Pochi film prima di questo avevano sviscerato così lucidamente, e soprattutto con una consapevolezza storica così intelligente, dei temi quali la cultura patriarcale e le violenze di genere riuscendo a smuovere un forte sentimento di coscienza collettiva. E C’è ancora domani è arrivato in Italia proprio in uno dei momenti più delicati del nostro presente. Adesso viene il difficile: realizzare un’opera seconda con tutte le attenzioni addosso, dopo un esordio di questo calibro, sarà davvero un’impresa. Non possiamo che augurarle buona fortuna.
Pietro Castellitto
Con soli due film alle spalle, Pietro Castellitto (1994, figlio di Sergio) è riuscito a creare un un universo cinematografico tutto suo, pregno di un’umorismo semplicemente geniale, irriverente e sgangherato.
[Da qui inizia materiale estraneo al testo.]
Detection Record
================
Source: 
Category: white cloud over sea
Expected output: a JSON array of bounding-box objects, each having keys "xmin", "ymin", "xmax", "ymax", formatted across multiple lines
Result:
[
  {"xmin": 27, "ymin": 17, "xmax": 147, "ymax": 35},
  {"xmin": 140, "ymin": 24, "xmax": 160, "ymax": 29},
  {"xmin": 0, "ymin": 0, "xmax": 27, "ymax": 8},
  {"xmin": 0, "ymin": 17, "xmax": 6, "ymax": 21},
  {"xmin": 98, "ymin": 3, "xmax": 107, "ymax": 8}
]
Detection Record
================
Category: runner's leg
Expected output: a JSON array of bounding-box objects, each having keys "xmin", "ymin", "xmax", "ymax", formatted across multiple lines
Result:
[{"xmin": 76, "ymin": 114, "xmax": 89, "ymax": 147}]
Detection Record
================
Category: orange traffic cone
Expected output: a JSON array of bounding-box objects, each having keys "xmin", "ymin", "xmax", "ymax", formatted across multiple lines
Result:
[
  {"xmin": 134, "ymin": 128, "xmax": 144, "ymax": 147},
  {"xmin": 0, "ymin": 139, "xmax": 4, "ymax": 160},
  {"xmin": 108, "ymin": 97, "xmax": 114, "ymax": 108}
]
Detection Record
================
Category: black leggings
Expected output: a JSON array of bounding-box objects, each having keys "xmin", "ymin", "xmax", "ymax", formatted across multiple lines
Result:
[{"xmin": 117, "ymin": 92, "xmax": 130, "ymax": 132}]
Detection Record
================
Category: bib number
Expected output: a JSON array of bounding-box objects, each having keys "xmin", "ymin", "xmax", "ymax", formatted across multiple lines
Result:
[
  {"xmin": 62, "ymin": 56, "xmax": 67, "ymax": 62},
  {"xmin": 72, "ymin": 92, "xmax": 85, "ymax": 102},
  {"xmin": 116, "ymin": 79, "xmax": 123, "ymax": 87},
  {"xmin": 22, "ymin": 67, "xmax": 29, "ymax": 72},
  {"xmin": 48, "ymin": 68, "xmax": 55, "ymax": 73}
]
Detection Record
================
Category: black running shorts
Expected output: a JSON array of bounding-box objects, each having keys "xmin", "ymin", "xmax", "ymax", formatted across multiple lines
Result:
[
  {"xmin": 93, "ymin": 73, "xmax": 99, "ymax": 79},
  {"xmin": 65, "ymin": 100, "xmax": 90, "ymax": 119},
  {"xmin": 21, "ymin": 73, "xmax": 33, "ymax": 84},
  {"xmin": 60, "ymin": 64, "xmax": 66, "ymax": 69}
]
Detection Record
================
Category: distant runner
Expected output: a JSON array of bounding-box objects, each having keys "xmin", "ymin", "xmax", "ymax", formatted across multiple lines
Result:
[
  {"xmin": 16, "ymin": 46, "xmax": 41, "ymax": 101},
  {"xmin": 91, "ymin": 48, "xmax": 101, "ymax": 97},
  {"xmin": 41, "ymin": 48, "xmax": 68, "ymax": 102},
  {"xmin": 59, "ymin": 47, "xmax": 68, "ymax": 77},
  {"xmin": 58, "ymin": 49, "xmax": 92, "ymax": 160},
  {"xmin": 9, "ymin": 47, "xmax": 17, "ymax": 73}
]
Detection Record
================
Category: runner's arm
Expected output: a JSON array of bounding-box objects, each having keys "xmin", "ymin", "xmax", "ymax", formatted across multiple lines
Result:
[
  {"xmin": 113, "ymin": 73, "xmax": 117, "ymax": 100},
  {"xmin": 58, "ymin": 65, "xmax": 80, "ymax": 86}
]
Nel 2020 ha vinto miglior sceneggiatura di Orizzonti con il suo I Predatori – un mix irresistibile di generi, dal thriller al dramma, intriso di quella commedia sociale post-berlusconista che ribalta lo spettro politico italiano.
Tre anni dopo, un posto fra i grandi al concorso veneziano con Enea: un’opera folle, coraggiosa e vibrante, a tratti tanto ambiziosa quanto poco concreta, ma permeata da un’energia davvero sbalorditiva. Voci dicono che un certo Damien Chazelle, presidente della giuria di Venezia 2023, voleva premiare il film di Castellitto con un’onorificenza grossa, ma alla fine si è dovuto accontentare del compromesso su Povere Creature! (ricordiamo tutti la sua faccia continuamente stizzita durante la cerimonia di premiazione). Gli avrà ricordato il suo strabordante Babylon? Forse. Fatto sta che Enea non sarà di certo un capolavoro, ma dalla nostra prima visione al Lido non facciamo altro che cantare Spiagge di Renato Zero.